July, 15, 2019 — Today, Senator Jim Brewster announced the award of federal grants to local elementary schools to fund healthy, fresh food programs for students.
“It is important to make healthy food accessible to students so they are nourished and prepared to learn,” Brewster said. “This program is also a great way to introduce children to produce they may not be able to get otherwise.”
Funding priority is given to the schools with the highest rates of students eligible for free and reduced-price meals. Grantees are required to spend a majority of their grant on the purchase of fresh fruit and vegetable and must develop a plan to establish partnerships to reduce other costs. Schools are also required to provide nutrition education to students, but cannot use Fresh Fruit and Vegetable (FFVP) funding to purchase nutrition education materials.
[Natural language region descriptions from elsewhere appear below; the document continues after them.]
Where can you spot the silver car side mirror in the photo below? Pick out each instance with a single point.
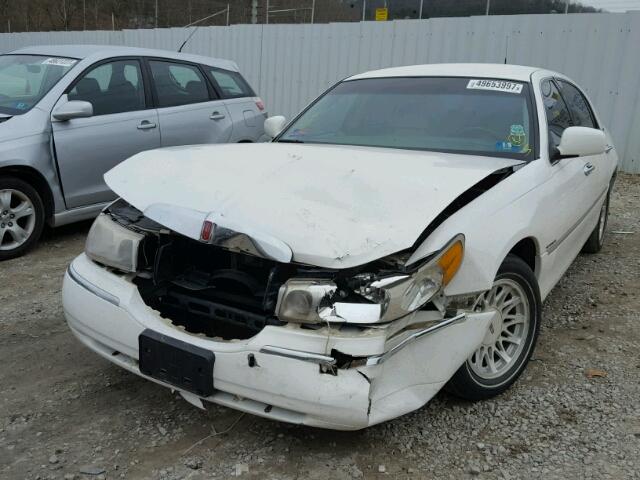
(274, 125)
(582, 142)
(73, 109)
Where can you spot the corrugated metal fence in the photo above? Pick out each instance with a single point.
(291, 64)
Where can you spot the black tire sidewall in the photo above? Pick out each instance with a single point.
(515, 269)
(24, 187)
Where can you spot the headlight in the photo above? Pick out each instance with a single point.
(301, 300)
(112, 244)
(394, 294)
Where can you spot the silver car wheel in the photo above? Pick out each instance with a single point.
(17, 219)
(506, 337)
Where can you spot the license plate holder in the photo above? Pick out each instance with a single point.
(176, 362)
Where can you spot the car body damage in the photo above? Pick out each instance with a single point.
(339, 285)
(353, 212)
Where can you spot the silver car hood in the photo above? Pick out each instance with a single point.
(333, 206)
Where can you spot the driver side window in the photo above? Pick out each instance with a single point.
(558, 116)
(113, 87)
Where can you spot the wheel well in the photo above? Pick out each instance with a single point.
(37, 181)
(527, 251)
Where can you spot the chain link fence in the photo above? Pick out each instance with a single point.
(55, 15)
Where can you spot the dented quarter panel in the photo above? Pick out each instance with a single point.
(373, 186)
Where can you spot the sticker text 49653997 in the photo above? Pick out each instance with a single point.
(495, 85)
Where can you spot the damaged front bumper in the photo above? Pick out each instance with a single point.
(288, 373)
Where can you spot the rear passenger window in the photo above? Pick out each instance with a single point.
(113, 87)
(231, 84)
(578, 105)
(558, 117)
(178, 84)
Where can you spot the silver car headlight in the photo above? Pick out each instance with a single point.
(370, 297)
(112, 244)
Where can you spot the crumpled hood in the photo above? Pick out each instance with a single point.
(334, 206)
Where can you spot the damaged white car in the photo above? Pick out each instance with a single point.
(398, 236)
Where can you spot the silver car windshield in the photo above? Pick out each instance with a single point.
(25, 79)
(457, 115)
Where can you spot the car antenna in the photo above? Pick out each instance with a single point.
(197, 23)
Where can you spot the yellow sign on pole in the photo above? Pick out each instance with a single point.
(382, 14)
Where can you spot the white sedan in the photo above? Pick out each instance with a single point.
(398, 236)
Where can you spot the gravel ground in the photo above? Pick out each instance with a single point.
(65, 413)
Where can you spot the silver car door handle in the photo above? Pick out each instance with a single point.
(588, 168)
(145, 125)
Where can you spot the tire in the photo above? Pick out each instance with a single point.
(596, 239)
(475, 379)
(21, 217)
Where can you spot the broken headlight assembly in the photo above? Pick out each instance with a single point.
(113, 245)
(370, 297)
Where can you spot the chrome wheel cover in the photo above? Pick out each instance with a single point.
(507, 334)
(17, 219)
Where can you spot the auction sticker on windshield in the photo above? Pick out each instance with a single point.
(495, 85)
(62, 62)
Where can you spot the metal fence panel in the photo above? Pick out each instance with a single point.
(289, 65)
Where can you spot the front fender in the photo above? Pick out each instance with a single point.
(492, 225)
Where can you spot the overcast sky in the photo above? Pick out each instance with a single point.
(613, 5)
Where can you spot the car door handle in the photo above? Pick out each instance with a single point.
(146, 125)
(588, 168)
(216, 116)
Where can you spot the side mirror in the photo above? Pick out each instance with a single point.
(72, 109)
(581, 142)
(274, 125)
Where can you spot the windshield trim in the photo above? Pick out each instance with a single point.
(529, 98)
(4, 110)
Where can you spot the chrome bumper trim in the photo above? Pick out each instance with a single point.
(373, 360)
(378, 359)
(76, 277)
(299, 355)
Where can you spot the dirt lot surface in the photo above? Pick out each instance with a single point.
(65, 413)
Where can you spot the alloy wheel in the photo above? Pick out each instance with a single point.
(506, 337)
(17, 219)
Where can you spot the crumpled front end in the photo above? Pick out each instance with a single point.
(344, 352)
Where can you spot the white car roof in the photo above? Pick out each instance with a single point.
(481, 70)
(99, 52)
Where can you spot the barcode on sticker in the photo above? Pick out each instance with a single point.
(495, 85)
(61, 62)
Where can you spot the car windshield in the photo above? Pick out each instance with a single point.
(457, 115)
(25, 79)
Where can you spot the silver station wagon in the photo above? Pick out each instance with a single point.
(68, 114)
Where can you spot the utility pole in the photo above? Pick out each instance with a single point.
(254, 11)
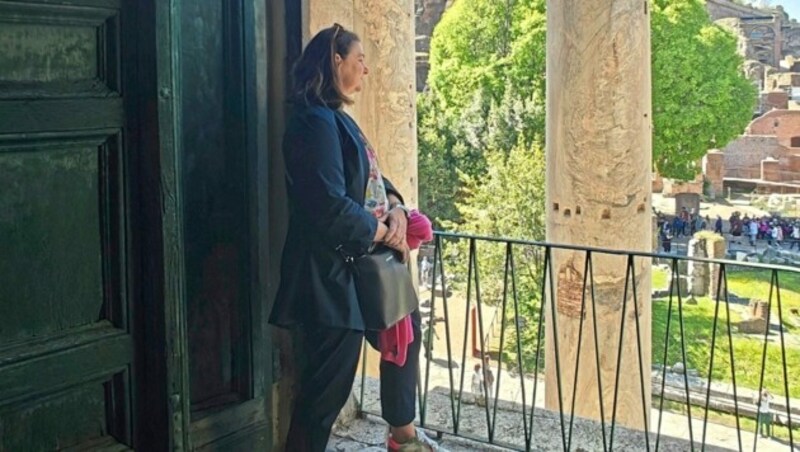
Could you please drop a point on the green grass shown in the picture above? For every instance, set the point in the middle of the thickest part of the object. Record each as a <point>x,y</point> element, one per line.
<point>756,284</point>
<point>698,323</point>
<point>746,424</point>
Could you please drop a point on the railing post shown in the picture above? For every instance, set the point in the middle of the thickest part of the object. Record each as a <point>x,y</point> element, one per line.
<point>599,170</point>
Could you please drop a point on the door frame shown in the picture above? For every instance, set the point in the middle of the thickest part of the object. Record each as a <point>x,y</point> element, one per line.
<point>162,419</point>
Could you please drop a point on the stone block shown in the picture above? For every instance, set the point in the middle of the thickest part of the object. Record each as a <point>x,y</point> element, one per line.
<point>753,326</point>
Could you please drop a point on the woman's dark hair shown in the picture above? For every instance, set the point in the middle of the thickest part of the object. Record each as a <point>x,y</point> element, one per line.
<point>316,81</point>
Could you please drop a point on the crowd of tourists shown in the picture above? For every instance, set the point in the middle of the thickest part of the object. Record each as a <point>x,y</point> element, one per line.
<point>777,231</point>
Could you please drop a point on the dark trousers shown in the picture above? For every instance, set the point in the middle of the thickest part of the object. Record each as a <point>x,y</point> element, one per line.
<point>327,381</point>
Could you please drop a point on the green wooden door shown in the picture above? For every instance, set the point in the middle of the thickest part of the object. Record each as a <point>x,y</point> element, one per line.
<point>66,347</point>
<point>222,101</point>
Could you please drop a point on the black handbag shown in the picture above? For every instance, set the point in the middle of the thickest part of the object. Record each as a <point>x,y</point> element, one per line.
<point>383,284</point>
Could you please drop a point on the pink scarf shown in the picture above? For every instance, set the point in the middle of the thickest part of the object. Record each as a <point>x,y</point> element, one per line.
<point>394,341</point>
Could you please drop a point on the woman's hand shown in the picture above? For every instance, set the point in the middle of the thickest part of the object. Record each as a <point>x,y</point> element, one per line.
<point>398,224</point>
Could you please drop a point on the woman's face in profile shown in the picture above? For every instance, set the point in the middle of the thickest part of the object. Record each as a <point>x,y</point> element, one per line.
<point>352,69</point>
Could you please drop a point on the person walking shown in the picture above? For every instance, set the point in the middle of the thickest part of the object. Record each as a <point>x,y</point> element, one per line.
<point>666,237</point>
<point>753,229</point>
<point>339,205</point>
<point>764,422</point>
<point>478,386</point>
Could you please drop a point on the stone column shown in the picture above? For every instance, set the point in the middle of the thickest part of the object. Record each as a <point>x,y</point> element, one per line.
<point>386,107</point>
<point>598,194</point>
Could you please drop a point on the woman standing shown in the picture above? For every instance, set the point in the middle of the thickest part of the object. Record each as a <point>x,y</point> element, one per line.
<point>339,205</point>
<point>765,415</point>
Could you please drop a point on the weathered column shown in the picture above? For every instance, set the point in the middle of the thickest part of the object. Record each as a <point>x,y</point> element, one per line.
<point>386,107</point>
<point>598,194</point>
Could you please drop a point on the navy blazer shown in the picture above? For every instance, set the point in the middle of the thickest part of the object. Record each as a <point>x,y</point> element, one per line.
<point>326,178</point>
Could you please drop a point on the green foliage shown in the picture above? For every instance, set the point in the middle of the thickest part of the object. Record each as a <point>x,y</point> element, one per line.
<point>486,92</point>
<point>701,98</point>
<point>487,89</point>
<point>482,127</point>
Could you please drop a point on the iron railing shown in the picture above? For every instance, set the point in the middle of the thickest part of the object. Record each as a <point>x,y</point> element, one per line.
<point>459,263</point>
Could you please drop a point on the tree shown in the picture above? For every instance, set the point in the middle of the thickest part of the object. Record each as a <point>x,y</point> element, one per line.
<point>701,97</point>
<point>487,53</point>
<point>483,53</point>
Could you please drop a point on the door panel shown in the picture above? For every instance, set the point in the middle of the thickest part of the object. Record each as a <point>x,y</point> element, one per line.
<point>65,347</point>
<point>215,204</point>
<point>223,152</point>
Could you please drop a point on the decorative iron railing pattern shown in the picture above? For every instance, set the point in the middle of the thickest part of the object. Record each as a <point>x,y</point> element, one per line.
<point>456,254</point>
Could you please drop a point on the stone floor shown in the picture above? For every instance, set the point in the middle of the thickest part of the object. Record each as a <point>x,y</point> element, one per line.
<point>369,433</point>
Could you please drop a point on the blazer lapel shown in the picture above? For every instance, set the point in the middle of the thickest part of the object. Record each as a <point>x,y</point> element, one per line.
<point>348,125</point>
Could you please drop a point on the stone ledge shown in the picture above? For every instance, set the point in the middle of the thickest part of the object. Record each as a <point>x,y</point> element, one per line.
<point>508,432</point>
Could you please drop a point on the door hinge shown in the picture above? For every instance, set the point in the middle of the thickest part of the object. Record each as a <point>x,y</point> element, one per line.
<point>177,422</point>
<point>276,365</point>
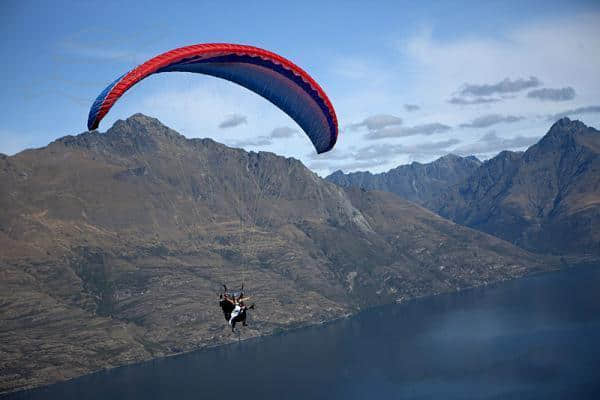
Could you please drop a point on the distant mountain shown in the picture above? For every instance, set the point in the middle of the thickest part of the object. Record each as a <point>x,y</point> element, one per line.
<point>546,199</point>
<point>113,246</point>
<point>419,183</point>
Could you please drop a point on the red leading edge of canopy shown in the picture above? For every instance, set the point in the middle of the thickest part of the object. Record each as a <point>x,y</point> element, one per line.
<point>212,49</point>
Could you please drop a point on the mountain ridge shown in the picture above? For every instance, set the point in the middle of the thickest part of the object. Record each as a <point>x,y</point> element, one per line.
<point>113,245</point>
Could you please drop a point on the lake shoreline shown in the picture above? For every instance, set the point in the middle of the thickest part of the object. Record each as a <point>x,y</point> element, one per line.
<point>286,331</point>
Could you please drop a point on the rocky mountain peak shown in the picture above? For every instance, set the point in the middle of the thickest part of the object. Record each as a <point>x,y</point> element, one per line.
<point>140,124</point>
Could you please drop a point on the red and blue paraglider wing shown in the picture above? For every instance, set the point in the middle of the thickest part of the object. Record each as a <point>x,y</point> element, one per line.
<point>271,76</point>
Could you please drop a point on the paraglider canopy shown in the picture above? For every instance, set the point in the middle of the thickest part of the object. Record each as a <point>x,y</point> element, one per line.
<point>271,76</point>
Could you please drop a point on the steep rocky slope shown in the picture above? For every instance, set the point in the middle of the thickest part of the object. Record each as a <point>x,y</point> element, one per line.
<point>113,246</point>
<point>546,199</point>
<point>419,183</point>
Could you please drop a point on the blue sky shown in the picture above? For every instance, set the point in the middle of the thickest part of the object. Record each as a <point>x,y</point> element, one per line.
<point>409,80</point>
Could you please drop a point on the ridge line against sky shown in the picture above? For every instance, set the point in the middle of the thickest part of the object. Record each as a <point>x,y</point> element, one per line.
<point>409,82</point>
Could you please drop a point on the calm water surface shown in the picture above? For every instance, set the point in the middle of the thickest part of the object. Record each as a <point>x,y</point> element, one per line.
<point>532,338</point>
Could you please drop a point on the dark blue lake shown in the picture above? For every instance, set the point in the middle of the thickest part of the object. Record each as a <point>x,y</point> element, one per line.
<point>536,337</point>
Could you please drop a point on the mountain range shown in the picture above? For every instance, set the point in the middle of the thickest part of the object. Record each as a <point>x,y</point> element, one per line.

Local schools receiving funds include:
|· Mon Valley School, Clairton||$ 2,300.00|
|· Sunrise School, Monroeville||$2,530.00|
|· Clairton Elementary School||$24,092.50|
|· Duquesne Elementary School, Duquesne||$22,252.50|
|· Logan Elementary School, North Versailles||$46,057.50|
|· Francis McClure Elementary School, White Oak||$38,525.00|
|· Twin Rivers Elementary School, McKeesport||$45,022.50|
|· Propel Charter School, Pitcairn||$13,110.00|
|· Propel East, Turtle Creek||$17,940.00|
|· Propel, McKeesport||$16,732.50|
|· South Allegheny Elementary, McKeesport||$32,142.50|
|· Clara Barton Elementary School, West Mifflin||$13,282.50|
|· Homeville Elementary School, West Mifflin||$19,377.50|
|· New Emerson Elementary School, West Mifflin||$9,947.50|
|· Young Scholars Of McKeesport Charter School, McKeesport||$10,810.00|
|· Kiski Area East Primary School, Vandergrift||$26,737.50|
The funding was awarded through the U.S. Department of Agriculture’s Fresh Fruit and Vegetable Program. The program’s goals are to create healthier school environments by providing healthier food choices, expand the variety of fruits and vegetables students experience, increase fruit and vegetable consumption, and positively impact students’ present and future health. FFVP was first implemented in Pennsylvania in 2004 and expanded to all 50 states in 2008.
“Fresh fruits and vegetables provide vital nutrients to growing children,” said Education Secretary Pedro A. Rivera. “These grants are another way to help address food security in our schools while also providing an opportunity to teach students how to make smart and nutritious choices.”